While these kinds of shifts would undoubtedly make it easier to access telehealth and other forms of virtual care, they also raise important ethical questions about what constitutes health data and how concepts like informed consent are defined outside of a traditional medical environment.
It’s not clear whether the bill will pass, but there are reasons to believe it may gain more traction than in 2019, given how the landscape has changed. This January, the period-tracking app Flo settled allegations by the Federal Trade Commission that it disclosed users’ personal health information — including when they were having their period and whether they intended to get pregnant — to Facebook, despite promising to keep their data private.
“We are looking closely at whether developers of health apps are keeping their promises and handling sensitive health information responsibly,” Andrew Smith, director of the FTC’s Bureau of Consumer Protection, said in a statement.

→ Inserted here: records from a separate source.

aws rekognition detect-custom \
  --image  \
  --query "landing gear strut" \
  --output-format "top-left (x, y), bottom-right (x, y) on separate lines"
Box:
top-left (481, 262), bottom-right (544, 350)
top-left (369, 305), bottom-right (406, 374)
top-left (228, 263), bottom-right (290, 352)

Along with collecting vast amounts of health and health-adjacent data, health tech companies are also increasingly playing a role in medical research. Both Google and Apple, for example, make it possible for people to participate in remote medical studies using their phones. As more health tech companies launch virtual research programs, it is time for a new definition of informed consent, said Cohen and Shachar. To them, asking consumers to scroll through a novella of fine print doesn’t cut it.

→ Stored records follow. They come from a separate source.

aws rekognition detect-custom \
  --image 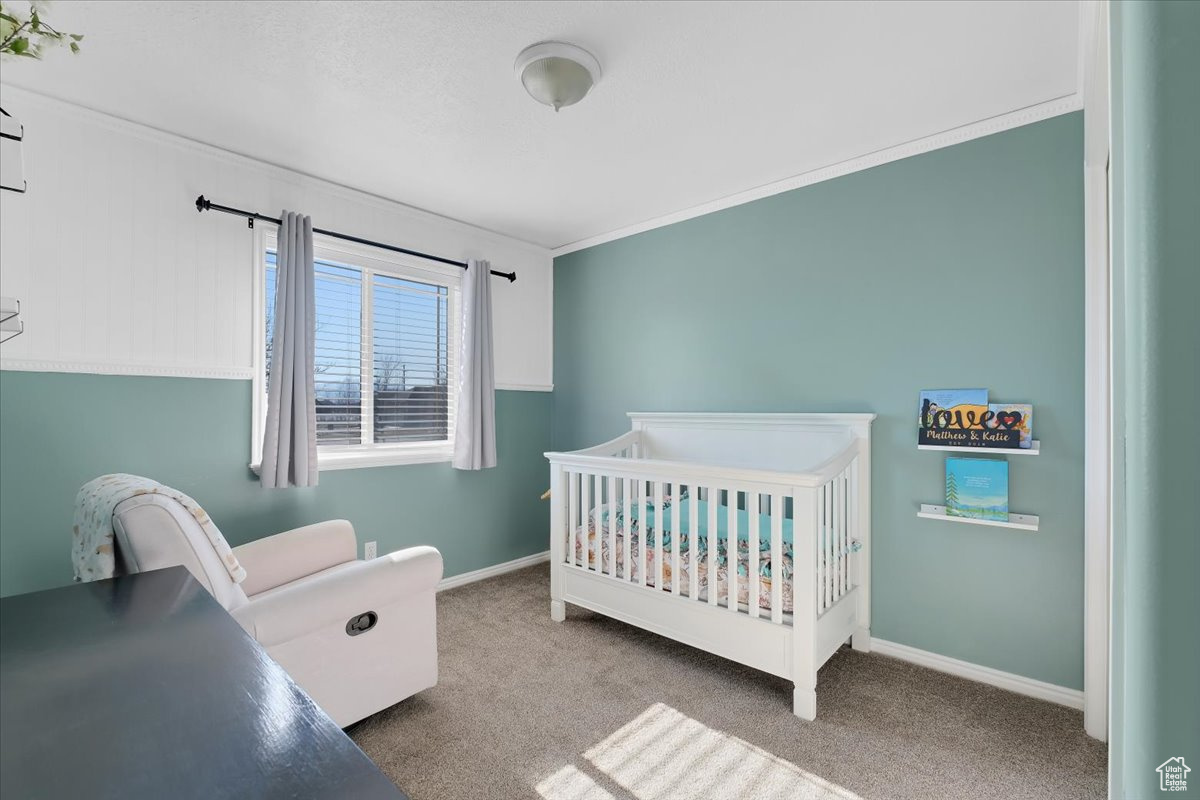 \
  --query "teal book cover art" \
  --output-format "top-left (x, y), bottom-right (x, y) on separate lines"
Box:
top-left (946, 458), bottom-right (1008, 522)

Another important ethical question to consider with the rise of virtual care is how health data is transferred among the subsidiaries of large tech companies. Although the new bill would stop tech giants from sharing or selling such data with one another, it would not prevent them from sharing it among their own subsidiaries.
For example, there is nothing in the current law — or proposed bill — that would stop an entity such as Google-owned Fitbit from sharing its wearable data with Google Health, the company’s research and wellness subsidiary, or with Nest, its smart thermostat and camera company. In 2019, then-presidential candidate Sen. Elizabeth Warren (D-Mass.) proposed breaking up the subsidiaries of tech companies including Amazon, Facebook, and Google for this reason, arguing that the mergers were anticompetitive.
Cohen and Shachar said they believed because the act does not protect against such intra-company data transfer, it could wind up incentivizing health tech monopolies, adding that they hoped future legislative efforts would block this type of data transfer.
“Would you rather have lots of people know little bits of information about you, or one person know everything about you?” said Cohen. “If that one person is the love of your life, that’s great, but if that one person is the person who sold you your car, maybe it’s not so great.”